Looking at some old code we have lots of things like the following:
// This is dumb
string do_something(int in)
{
stringstream out;
try
{
out << std::fixed << in;
}
catch(std::exception &e)
{
out << e.what();
}
return out.str();
}
// Can't we just do this? Can this ever fail?
string do_something_better(int in)
{
stringstream out;
out << std::fixed << in;
return out.str();
}
When a stringstream reads a primitive can it ever throw an exception? What about when reading a string?
Summarizing a few answers
By default, streams don't throw exceptions. They can if they are enabled.
stringstream out;
out.exceptions(std::ios::failbit); // throw exception if failbit gets set
According to the Apache C++ Standard Library User's Guide
The flag std::ios_base::badbit indicates problems with the underlying stream buffer. These problems could be:
Memory shortage. There is no memory available to create the buffer, or the buffer has size 0 for other reasons (such as being provided from outside the stream), or the stream cannot allocate memory for its own internal data, as with std::ios_base::iword() and std::ios_base::pword().
The underlying stream buffer throws an exception.
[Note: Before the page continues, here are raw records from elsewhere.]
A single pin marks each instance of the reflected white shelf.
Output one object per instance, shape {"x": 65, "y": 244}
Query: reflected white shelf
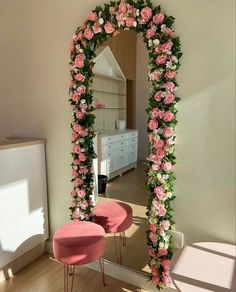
{"x": 109, "y": 92}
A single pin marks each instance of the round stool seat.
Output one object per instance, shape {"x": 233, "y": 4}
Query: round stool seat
{"x": 114, "y": 217}
{"x": 79, "y": 243}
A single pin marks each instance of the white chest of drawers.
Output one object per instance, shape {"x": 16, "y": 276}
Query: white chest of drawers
{"x": 117, "y": 152}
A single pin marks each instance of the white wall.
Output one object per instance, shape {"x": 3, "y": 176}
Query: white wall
{"x": 35, "y": 37}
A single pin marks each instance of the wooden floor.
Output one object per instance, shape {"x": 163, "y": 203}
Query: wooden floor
{"x": 45, "y": 275}
{"x": 131, "y": 189}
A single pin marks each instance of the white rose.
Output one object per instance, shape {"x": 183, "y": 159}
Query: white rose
{"x": 156, "y": 42}
{"x": 100, "y": 21}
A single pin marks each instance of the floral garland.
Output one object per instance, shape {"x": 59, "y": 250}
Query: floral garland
{"x": 164, "y": 53}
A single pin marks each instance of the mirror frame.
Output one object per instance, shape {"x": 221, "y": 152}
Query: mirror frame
{"x": 164, "y": 54}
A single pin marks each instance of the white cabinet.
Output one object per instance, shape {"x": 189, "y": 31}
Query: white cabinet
{"x": 117, "y": 152}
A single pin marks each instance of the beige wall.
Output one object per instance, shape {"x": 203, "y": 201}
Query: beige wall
{"x": 35, "y": 37}
{"x": 205, "y": 186}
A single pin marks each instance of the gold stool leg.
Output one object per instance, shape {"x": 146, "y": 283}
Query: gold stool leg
{"x": 66, "y": 271}
{"x": 101, "y": 262}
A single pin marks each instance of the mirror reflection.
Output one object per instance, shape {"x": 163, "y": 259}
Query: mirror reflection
{"x": 119, "y": 169}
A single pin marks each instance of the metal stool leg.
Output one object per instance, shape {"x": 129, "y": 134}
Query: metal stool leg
{"x": 101, "y": 262}
{"x": 66, "y": 272}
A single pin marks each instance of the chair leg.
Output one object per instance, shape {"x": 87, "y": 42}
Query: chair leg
{"x": 101, "y": 262}
{"x": 124, "y": 238}
{"x": 66, "y": 272}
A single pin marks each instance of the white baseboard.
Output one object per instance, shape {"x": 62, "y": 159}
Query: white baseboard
{"x": 122, "y": 273}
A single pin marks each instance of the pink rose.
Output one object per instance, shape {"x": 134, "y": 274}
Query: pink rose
{"x": 154, "y": 113}
{"x": 81, "y": 193}
{"x": 75, "y": 97}
{"x": 160, "y": 153}
{"x": 109, "y": 27}
{"x": 72, "y": 47}
{"x": 96, "y": 28}
{"x": 74, "y": 173}
{"x": 159, "y": 208}
{"x": 79, "y": 62}
{"x": 160, "y": 193}
{"x": 78, "y": 37}
{"x": 155, "y": 280}
{"x": 83, "y": 107}
{"x": 154, "y": 270}
{"x": 77, "y": 128}
{"x": 165, "y": 264}
{"x": 151, "y": 252}
{"x": 169, "y": 86}
{"x": 73, "y": 193}
{"x": 168, "y": 131}
{"x": 155, "y": 75}
{"x": 88, "y": 33}
{"x": 155, "y": 167}
{"x": 146, "y": 14}
{"x": 83, "y": 170}
{"x": 170, "y": 74}
{"x": 167, "y": 30}
{"x": 153, "y": 124}
{"x": 78, "y": 181}
{"x": 81, "y": 90}
{"x": 84, "y": 205}
{"x": 80, "y": 77}
{"x": 153, "y": 228}
{"x": 169, "y": 98}
{"x": 122, "y": 8}
{"x": 168, "y": 116}
{"x": 112, "y": 10}
{"x": 92, "y": 16}
{"x": 161, "y": 60}
{"x": 159, "y": 143}
{"x": 129, "y": 21}
{"x": 76, "y": 149}
{"x": 166, "y": 279}
{"x": 167, "y": 46}
{"x": 74, "y": 136}
{"x": 167, "y": 166}
{"x": 165, "y": 224}
{"x": 162, "y": 251}
{"x": 173, "y": 59}
{"x": 79, "y": 115}
{"x": 153, "y": 237}
{"x": 76, "y": 161}
{"x": 158, "y": 96}
{"x": 158, "y": 18}
{"x": 82, "y": 157}
{"x": 71, "y": 85}
{"x": 150, "y": 33}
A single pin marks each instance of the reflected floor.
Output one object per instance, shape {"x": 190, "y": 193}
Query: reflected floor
{"x": 130, "y": 188}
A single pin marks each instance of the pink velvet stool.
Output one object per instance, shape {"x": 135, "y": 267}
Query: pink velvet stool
{"x": 114, "y": 217}
{"x": 78, "y": 243}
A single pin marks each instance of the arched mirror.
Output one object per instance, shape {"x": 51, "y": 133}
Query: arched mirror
{"x": 123, "y": 142}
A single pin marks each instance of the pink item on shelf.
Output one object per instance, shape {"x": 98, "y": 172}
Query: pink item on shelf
{"x": 79, "y": 243}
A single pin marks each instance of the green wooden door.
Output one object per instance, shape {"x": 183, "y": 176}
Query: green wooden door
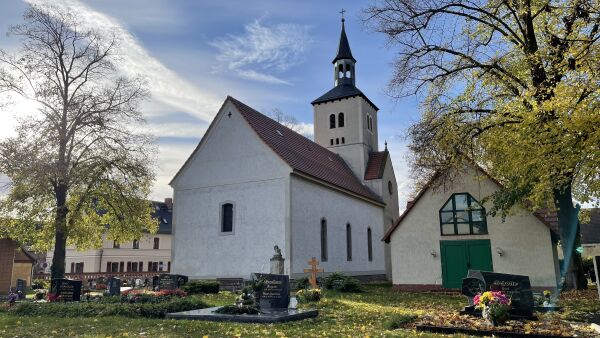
{"x": 460, "y": 256}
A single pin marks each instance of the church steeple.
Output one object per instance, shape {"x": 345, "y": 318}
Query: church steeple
{"x": 343, "y": 63}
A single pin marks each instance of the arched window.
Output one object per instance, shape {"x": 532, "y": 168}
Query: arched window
{"x": 462, "y": 215}
{"x": 369, "y": 244}
{"x": 348, "y": 242}
{"x": 227, "y": 217}
{"x": 323, "y": 240}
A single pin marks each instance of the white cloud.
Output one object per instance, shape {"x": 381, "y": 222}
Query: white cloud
{"x": 263, "y": 51}
{"x": 165, "y": 85}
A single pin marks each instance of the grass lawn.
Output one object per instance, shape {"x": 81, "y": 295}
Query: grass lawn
{"x": 340, "y": 315}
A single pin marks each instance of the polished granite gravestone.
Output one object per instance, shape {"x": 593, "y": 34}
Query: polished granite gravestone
{"x": 114, "y": 286}
{"x": 69, "y": 290}
{"x": 274, "y": 300}
{"x": 517, "y": 287}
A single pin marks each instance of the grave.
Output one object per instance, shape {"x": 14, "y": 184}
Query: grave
{"x": 21, "y": 288}
{"x": 69, "y": 290}
{"x": 276, "y": 292}
{"x": 517, "y": 287}
{"x": 114, "y": 286}
{"x": 167, "y": 281}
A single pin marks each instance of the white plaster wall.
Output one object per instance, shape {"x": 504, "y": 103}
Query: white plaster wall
{"x": 312, "y": 202}
{"x": 232, "y": 165}
{"x": 358, "y": 140}
{"x": 525, "y": 240}
{"x": 95, "y": 260}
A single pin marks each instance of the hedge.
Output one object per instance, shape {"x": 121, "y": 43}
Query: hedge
{"x": 96, "y": 309}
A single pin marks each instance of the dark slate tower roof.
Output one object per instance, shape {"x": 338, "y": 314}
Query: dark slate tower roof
{"x": 344, "y": 51}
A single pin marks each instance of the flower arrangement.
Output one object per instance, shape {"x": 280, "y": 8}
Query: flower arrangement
{"x": 494, "y": 306}
{"x": 309, "y": 295}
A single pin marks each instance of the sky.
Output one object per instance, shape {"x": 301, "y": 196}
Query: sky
{"x": 270, "y": 54}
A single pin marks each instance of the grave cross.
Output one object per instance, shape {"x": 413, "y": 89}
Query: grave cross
{"x": 313, "y": 272}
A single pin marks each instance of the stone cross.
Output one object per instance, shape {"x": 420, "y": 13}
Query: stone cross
{"x": 313, "y": 272}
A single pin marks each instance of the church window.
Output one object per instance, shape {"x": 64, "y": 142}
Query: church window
{"x": 227, "y": 217}
{"x": 348, "y": 242}
{"x": 369, "y": 244}
{"x": 323, "y": 240}
{"x": 463, "y": 215}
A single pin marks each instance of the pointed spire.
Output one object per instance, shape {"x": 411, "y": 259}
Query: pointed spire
{"x": 344, "y": 47}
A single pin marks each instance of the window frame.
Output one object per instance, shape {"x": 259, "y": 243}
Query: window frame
{"x": 221, "y": 219}
{"x": 454, "y": 211}
{"x": 323, "y": 240}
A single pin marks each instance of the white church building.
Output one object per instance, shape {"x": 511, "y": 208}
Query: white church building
{"x": 251, "y": 184}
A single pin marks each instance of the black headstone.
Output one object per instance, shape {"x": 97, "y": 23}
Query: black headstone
{"x": 69, "y": 290}
{"x": 171, "y": 282}
{"x": 276, "y": 291}
{"x": 114, "y": 286}
{"x": 21, "y": 288}
{"x": 517, "y": 287}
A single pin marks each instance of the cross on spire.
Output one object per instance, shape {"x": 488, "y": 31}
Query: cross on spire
{"x": 342, "y": 13}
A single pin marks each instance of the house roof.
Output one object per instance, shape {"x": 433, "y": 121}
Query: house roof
{"x": 303, "y": 155}
{"x": 342, "y": 91}
{"x": 344, "y": 51}
{"x": 548, "y": 218}
{"x": 376, "y": 165}
{"x": 590, "y": 232}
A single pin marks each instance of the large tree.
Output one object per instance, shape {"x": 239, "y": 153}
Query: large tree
{"x": 80, "y": 168}
{"x": 512, "y": 84}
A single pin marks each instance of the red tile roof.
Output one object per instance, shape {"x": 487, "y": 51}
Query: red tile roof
{"x": 549, "y": 218}
{"x": 304, "y": 155}
{"x": 376, "y": 165}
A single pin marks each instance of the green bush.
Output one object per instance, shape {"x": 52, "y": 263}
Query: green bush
{"x": 308, "y": 295}
{"x": 101, "y": 309}
{"x": 341, "y": 282}
{"x": 201, "y": 286}
{"x": 399, "y": 321}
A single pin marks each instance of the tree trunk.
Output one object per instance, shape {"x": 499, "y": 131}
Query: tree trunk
{"x": 60, "y": 236}
{"x": 568, "y": 223}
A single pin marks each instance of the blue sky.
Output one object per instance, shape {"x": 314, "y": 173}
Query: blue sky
{"x": 269, "y": 54}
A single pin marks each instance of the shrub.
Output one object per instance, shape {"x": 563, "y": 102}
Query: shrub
{"x": 302, "y": 283}
{"x": 201, "y": 286}
{"x": 308, "y": 295}
{"x": 99, "y": 309}
{"x": 399, "y": 321}
{"x": 340, "y": 282}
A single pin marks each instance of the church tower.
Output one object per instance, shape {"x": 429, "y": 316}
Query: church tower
{"x": 345, "y": 120}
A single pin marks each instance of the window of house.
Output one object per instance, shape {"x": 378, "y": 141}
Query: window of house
{"x": 348, "y": 242}
{"x": 79, "y": 267}
{"x": 323, "y": 240}
{"x": 369, "y": 244}
{"x": 462, "y": 215}
{"x": 227, "y": 217}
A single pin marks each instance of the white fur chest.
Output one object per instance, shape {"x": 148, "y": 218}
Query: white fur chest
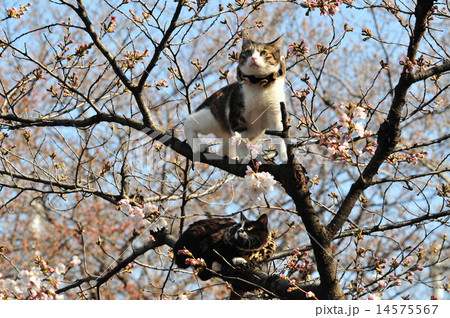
{"x": 262, "y": 105}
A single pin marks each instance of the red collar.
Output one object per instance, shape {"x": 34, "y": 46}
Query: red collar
{"x": 262, "y": 80}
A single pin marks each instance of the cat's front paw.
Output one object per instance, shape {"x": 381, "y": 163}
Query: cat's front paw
{"x": 215, "y": 266}
{"x": 238, "y": 261}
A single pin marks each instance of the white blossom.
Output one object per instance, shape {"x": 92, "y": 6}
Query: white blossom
{"x": 158, "y": 225}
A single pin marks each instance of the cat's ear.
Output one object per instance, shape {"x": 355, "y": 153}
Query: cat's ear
{"x": 263, "y": 219}
{"x": 277, "y": 42}
{"x": 243, "y": 218}
{"x": 246, "y": 40}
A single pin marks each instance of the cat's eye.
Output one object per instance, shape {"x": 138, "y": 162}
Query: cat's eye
{"x": 247, "y": 53}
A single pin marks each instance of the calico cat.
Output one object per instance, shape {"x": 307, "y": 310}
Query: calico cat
{"x": 222, "y": 242}
{"x": 249, "y": 106}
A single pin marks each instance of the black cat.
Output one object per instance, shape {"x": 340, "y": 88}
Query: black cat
{"x": 223, "y": 242}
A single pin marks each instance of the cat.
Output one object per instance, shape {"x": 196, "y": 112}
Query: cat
{"x": 249, "y": 106}
{"x": 222, "y": 242}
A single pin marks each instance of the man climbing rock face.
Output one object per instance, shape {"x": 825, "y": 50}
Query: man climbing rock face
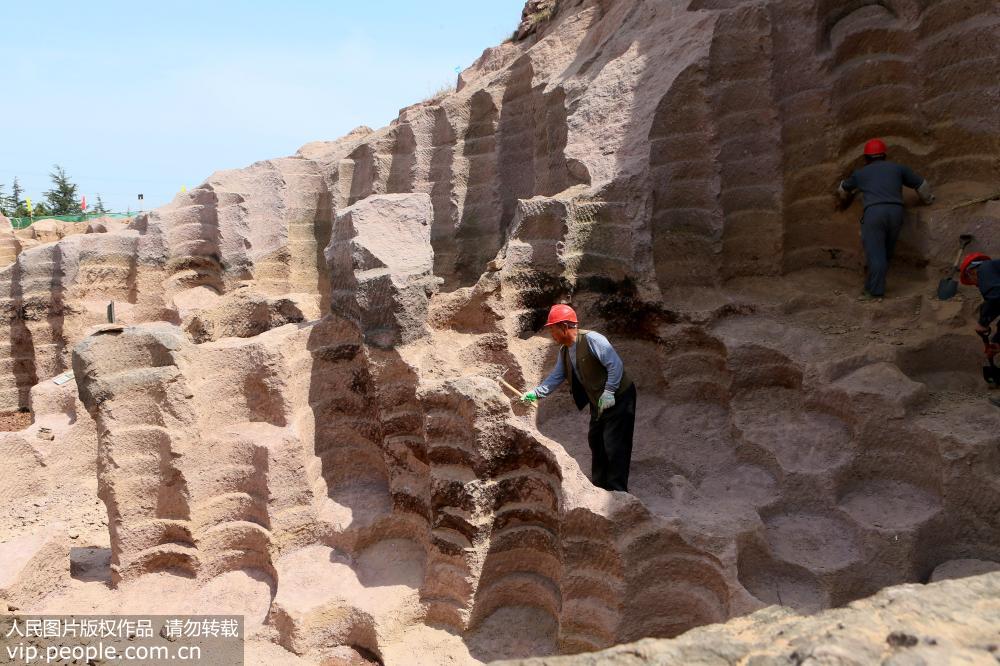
{"x": 881, "y": 184}
{"x": 598, "y": 378}
{"x": 979, "y": 270}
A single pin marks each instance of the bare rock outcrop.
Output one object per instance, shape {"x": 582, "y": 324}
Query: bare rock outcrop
{"x": 894, "y": 626}
{"x": 664, "y": 167}
{"x": 244, "y": 313}
{"x": 381, "y": 263}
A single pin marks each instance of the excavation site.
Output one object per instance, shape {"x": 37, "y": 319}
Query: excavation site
{"x": 306, "y": 408}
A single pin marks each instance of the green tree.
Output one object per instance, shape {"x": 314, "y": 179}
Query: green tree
{"x": 62, "y": 198}
{"x": 12, "y": 203}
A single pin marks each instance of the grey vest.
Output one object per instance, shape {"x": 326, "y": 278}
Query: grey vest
{"x": 593, "y": 376}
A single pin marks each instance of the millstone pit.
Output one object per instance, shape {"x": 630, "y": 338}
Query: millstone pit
{"x": 297, "y": 418}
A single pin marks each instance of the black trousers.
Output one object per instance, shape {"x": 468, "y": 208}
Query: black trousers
{"x": 990, "y": 311}
{"x": 880, "y": 229}
{"x": 610, "y": 439}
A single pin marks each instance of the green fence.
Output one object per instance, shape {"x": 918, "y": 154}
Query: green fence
{"x": 23, "y": 222}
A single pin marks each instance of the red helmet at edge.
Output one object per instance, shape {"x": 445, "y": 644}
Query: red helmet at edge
{"x": 875, "y": 147}
{"x": 561, "y": 313}
{"x": 963, "y": 271}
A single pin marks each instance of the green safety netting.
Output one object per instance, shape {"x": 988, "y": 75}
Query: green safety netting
{"x": 22, "y": 222}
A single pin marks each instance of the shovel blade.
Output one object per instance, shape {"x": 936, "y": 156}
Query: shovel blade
{"x": 947, "y": 288}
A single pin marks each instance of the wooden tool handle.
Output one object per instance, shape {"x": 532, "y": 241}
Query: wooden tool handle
{"x": 512, "y": 389}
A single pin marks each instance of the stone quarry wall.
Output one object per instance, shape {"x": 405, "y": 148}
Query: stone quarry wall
{"x": 303, "y": 385}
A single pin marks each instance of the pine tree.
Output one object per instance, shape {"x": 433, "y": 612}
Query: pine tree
{"x": 62, "y": 198}
{"x": 15, "y": 197}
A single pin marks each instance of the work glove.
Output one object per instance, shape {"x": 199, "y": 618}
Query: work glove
{"x": 606, "y": 401}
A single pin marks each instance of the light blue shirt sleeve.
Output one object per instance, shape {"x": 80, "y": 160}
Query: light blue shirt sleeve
{"x": 608, "y": 357}
{"x": 555, "y": 378}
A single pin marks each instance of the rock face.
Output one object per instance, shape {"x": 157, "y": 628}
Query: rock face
{"x": 381, "y": 260}
{"x": 892, "y": 627}
{"x": 297, "y": 414}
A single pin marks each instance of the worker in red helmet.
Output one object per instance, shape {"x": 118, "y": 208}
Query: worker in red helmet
{"x": 597, "y": 378}
{"x": 979, "y": 270}
{"x": 881, "y": 184}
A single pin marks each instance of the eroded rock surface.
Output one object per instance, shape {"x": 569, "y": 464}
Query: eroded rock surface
{"x": 297, "y": 418}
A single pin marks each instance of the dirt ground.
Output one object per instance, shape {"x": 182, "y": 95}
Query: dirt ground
{"x": 14, "y": 421}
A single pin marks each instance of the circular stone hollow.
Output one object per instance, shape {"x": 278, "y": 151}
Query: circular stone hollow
{"x": 816, "y": 542}
{"x": 890, "y": 505}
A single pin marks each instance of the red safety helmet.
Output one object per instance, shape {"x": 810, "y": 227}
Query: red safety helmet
{"x": 963, "y": 271}
{"x": 875, "y": 147}
{"x": 561, "y": 313}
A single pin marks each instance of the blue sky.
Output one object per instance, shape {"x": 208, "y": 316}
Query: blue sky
{"x": 134, "y": 97}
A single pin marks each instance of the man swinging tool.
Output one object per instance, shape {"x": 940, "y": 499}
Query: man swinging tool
{"x": 881, "y": 183}
{"x": 979, "y": 270}
{"x": 598, "y": 378}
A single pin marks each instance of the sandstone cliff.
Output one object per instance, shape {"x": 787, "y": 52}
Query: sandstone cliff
{"x": 303, "y": 386}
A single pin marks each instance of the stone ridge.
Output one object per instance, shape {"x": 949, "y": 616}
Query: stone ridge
{"x": 894, "y": 626}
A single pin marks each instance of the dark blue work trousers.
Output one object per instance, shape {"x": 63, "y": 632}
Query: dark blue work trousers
{"x": 880, "y": 229}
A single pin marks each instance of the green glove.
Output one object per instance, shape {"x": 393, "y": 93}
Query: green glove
{"x": 606, "y": 401}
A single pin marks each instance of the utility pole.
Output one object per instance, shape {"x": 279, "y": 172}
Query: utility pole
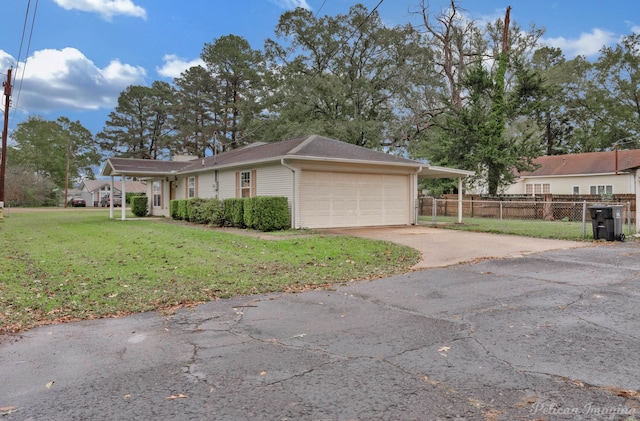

The stream buffer might lose its integrity, as in memory shortage, or code conversion failure, or an unrecoverable read error from the external device. The stream buffer can indicate this loss of integrity by throwing an exception, which is caught by the stream and results in setting the badbit in the stream's state.
Generally, you should keep in mind that badbit indicates an error situation that is likely to be unrecoverable, whereas failbit indicates a situation that might allow you to retry the failed operation.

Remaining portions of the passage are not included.